What is this new back lighting on the new iPhone?




Recently, Apple announced the new iPhone and several of the hardware changes were directed at the camera. Thanks to the infamous lost iPhone fiasco, we were expecting the 5-megapixel camera and flash, but Jobs announced that the camera had illumination on the back. That left us stumped, so we did some research on camera chips.

What is back lighting?

Stop laughing first… Okay… I admit I think they could have come up with a better name. Some of the jokes I saw on Twitter seemed to be especially crude about this feature. Backlighting is a trick to getting better digital photos by getting more available light where you measure.

Digital Camera First Year Overview

The key part of all digital cameras is a chip called a CCD (charge coupled device) that detects light falling on its surface. Light affects the charge of a network of millions of tiny capacitors created on the silicon when the chip is fabricated (making chips is called fabrication and involves a lot of etching and deposition of thin layers and different materials in a precisely controlled way). For simplicity, think of black and white CCDs where the array of capacitors corresponds to the array of pixels that make up a digital image (color sometimes uses a lot more tricks). The chip has additional circuitry that measures the charge on all the capacitors, which is basically how light levels are read from the image. In order to read all of these capacitors, there are minuscule thin wires that extend across the top. These aren’t actually wires, but a thin layer of aluminum or copper that is effectively sprayed onto the chip and then carefully eaten away with acids to leave connection traces, which are practically metal wires attached to the chip.

Why rear lighting?

All of those wires and other capacitor parts sit on top of a square tile of silicone (called a matrix) with the capacitors on the bottom. The circuitry and cables don’t obstruct it too much while it’s working, but it blocks some light and scatters it onto the surrounding capacitors, reducing the quality of the captured image, especially in limited lighting. Let’s go back to that square silicone tile. Silicon is the main ingredient in normal glass (also known as silicon dioxide), but the material used to make chips is a transparent, superpure silicon crystal. With back lighting, the problems with traditional CCDs from the capacitors at the bottom are literally reversed and it now illuminates the image on what was the bottom of the silicon tile and lets light shine through the silicon onto the capacitors. . In this way you avoid all the cables and more light reaches the capacitors.

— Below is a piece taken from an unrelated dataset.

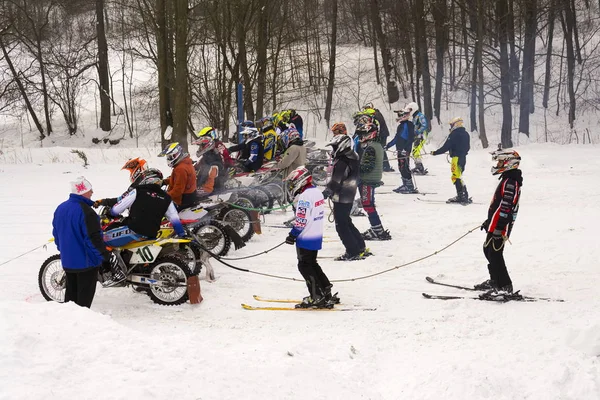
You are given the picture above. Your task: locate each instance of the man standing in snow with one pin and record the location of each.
(458, 144)
(77, 234)
(501, 218)
(307, 233)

With this new camera chip, Apple has shown some beautiful images, but the key area of ​​performance will be low light. Capture scenes like the last light of a fading sunset. Earlier iPhones (Original and 3G) had very basic fixed-focus 2-megapixel cameras that struggled in low light. The 3GS brought autofocus and auto white balance which improved performance, but still struggled with such scenes, often distorting colors. Now, with the new camera chip, the iPhone should take much improved photos, along with the built-in flash to handle low lighting indoors.